Infiltrações, cupins e ferrugem compõem o cenário atual do Machadinho. Além disso, portas, grades e portões foram destruídos pelos vândalos, que parecem circular pelo prédio sem nenhum problema. Alguns registros hidráulicos não conseguem reter o fluxo da água que entorna, sem controle na maior parte do tempo.
O lixo é outro problema em todo o espaço da construção. Arquibancadas, acesso aos vestiários, a própria quadra e a parte externa estão repletas de entulhos. Outro problema ocorreu em virtude das fortes chuvas dos últimos dias.

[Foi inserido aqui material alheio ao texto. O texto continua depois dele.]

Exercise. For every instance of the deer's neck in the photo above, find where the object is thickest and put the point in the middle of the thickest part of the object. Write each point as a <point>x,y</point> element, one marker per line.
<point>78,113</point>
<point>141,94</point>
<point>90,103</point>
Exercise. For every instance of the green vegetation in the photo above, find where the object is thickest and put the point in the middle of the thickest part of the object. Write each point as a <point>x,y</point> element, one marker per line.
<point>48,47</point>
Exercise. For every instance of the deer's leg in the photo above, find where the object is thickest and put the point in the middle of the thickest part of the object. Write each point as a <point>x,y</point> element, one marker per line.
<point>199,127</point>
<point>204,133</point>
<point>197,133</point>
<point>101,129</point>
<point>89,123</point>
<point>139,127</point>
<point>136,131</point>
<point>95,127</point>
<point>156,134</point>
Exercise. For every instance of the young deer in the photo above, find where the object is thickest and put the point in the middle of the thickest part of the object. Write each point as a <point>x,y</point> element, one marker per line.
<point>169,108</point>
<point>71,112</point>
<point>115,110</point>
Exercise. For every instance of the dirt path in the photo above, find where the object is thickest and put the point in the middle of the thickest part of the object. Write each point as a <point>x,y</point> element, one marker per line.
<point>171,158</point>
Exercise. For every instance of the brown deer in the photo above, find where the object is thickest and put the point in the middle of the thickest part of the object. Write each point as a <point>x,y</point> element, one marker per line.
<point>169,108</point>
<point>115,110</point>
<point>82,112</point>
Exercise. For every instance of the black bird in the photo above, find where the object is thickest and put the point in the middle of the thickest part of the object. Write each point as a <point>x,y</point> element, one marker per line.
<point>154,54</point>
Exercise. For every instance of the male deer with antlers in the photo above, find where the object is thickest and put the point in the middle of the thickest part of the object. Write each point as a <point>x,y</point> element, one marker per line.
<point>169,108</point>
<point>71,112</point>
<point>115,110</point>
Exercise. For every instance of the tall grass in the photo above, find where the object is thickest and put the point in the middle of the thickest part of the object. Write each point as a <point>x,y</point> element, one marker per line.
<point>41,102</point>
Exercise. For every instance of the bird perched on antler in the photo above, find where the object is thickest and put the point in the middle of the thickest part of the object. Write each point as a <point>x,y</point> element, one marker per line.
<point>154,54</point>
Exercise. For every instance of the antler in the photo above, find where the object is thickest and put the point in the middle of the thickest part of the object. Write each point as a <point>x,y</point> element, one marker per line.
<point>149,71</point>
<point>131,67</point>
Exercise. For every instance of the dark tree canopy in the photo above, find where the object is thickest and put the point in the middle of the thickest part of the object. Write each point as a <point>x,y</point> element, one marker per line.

Parte da calçada cedeu, pondo em risco a circulação do público.
As goteiras e os cupins comprometeram a quadra poliesportiva. Muitos remendos foram improvisados, mas sem sucesso. Em diversos pontos, a madeira não suportou a falta de manutenção propiciou o surgimento fendas e buracos que representam perigo aos atletas. Os jogos de futebol de salão, vôlei e basquete estão suspensos por causa da situação da praça esportiva.
As tabelas de basquete tiveram os fios roubados e não podem mais ser usadas. Raul Ferrer declarou que o fato aconteceu há quatro meses e até agora a Secretaria de Esporte e Lazer não se manifestou. Ferrer revelou ainda que em virtude da situação do ginásio, desistiu de sediar o Campeonato Brasileiro de Veteranos em 2006.